Home » Ancient Posts » There is More to OD&D than the Three Little Beige Books    
0 0 votes
Article Rating
Newest Most Voted
Inline Feedbacks
View all comments

I think one reason the current retro clones haven't replicated all of that stuff, is that many today have less time to play and the experience of their youth and a longing for simplicity is what they get from retro clones.


I'll admit that I'm not a fan of how the original Greyhawk supplement handled thieves, though I'm also of the mind that there is a great deal of fun and useful information in Greyhawk, Blackmoor, et al. I absolutely agree that people who ignore all of that later material without first considering it are missing out.


Joesph: I think some of the admiration for the original 3 LBBs today is the dislike of the Thief class from Greyhawk. A lot of people see this class as the start of the "you can't do X unless you have skill or feat Y even though realistically just about anyone should be able to try with some chance of success" attitude that took over the game by 3.x. Other people just like really rules light. (And I'm sure there are other reasons.)

Personally, I think ignoring everything after the 3 LBBs is cutting off one's nose to spite one's face — at least for most campaigns. However, to each their own. I just get tired of the attitude I often see today that adding much past the 3 LBBs makes the game too much like AD&D. I've played OD&D with everything and AD&D they are not the same. They are close enough to easily exchange adventures, but they play differently in practice because the AD&D rules are much more "tight," more complete, and often more complex.


I must say I'm not sure why we're seeing all this enamoration of the original 3 LBBs.

They lasted a grand total of, what, less than a year? And most everybody who was around back then is in agreement; nobody stopped at the boundaries formed by their covers. Folks were using all sorts of added material, Greyhawk, Blackmoor, and Eldritch Wizardry just being the beginning. The dream of OE as some sort of pure-state game just isn't a realistic one, at least from the standpoint of history. The borders were pushed from the get-go.

Matthew Slepin

I find that the LBB's + all the Supplements is basically AD&D. Or, maybe better, to quote the Gray Book's intro: "AD&D Lite"

Aaron E. Steele

I may have to take a look at this. Makes me nervous to have a copy if it crosses the line re: copyright though.

I gather the Grey Book includes the exceptional strength table, since that appears in Greyhawk. Just one of the reasons why my tastes run towards the LBB's.


Robert said: "When they say “oD&D”, they tend to mean just the original three books."
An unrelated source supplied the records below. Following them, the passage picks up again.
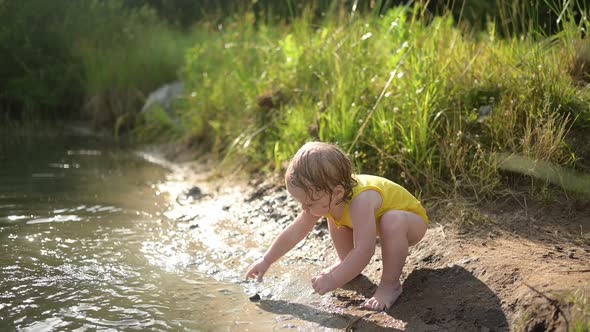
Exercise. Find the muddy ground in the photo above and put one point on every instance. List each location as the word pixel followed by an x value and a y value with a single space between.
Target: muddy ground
pixel 510 265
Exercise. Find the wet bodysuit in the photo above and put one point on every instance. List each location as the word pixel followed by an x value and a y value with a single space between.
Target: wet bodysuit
pixel 394 197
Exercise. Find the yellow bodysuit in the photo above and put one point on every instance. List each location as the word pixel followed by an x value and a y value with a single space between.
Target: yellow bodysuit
pixel 394 196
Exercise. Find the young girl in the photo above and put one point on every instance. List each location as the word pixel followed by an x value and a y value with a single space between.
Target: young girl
pixel 358 208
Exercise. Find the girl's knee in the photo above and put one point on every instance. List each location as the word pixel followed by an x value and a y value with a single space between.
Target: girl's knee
pixel 403 223
pixel 393 222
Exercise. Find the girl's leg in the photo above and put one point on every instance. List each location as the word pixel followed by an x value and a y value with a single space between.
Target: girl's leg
pixel 342 239
pixel 398 230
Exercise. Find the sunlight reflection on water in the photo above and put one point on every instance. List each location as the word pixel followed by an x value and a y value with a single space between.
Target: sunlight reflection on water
pixel 90 248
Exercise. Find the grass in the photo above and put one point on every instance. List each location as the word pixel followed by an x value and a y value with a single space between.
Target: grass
pixel 424 102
I agree. I know this seems seems to be the majority position amongst those playing OD&D and its retroclones today, but it was a minority position when OD&D was in print and in active play. Neither position is wrong, but the fact remains that The Grey Book isn't a rules light version of AD&D. 90 to 95% of its material is taken (in many cases word for word) from OD&D, its supplements, a few articles in The Strategic Review, and the Holmes Basic rules — all OD&D.

It's more accurate (IMHO) to say that AD&D is a "lots more rules and details added" version of The Grey Book/OD&D and supplements than it is to say that The Grey Book/OD&D and supplements is a rules light version of AD&D. Perhaps this is a another case of "Randall tilting at windmills," but I think it is an important point. Your mileage may vary, obviously.


Something to consider might be that there is already an AD&D retroclone (OSRIC) and several OD&D retroclones that approach the AD&D end, but not much for the LBB end. Closest is Swords & Wizardry Whitebox, and even that has a couple post-whitebox bits. I know I looked at The Gray Book thinking it might be closer to the LBB end, but it looked to me more like Holmes + lots of extra bits.


Some of the comments to my post on The Gray Book yesterday that The Gray Book was too much like AD&D to be considered OD&D confused me. The only reason I can think is that the 1e retroclones have given people a very limited idea of what OD&D included.

To be fair Randall, only two of us made the comment and both of us admitted it was only because neither of us had actually had a close look at the Gray Book document, but rather had only just glanced through it. So it had nothing to do with having "a very limited idea of what OD&D included", and everything to do with not having actually read the Gray Book. But thanks to you, our ignorance has been laid to rest. I'm now looking forwarded to sticking my nose into my printed copy.


Yeah. Some people like oD&D because of its minimalism. They tend to prefer just the 3 little books & a few additions. When they say “oD&D”, they tend to mean just the original three books.

Others like oD&D because it is AD&D that didn’t go too far.

Probably most of us like it because we can find our own preference somewhere in between.

I think it is somewhat natural for a lot of people when first discovering or rediscovering oD&D—considering what is likely brought them there—to be more interested in minimalism.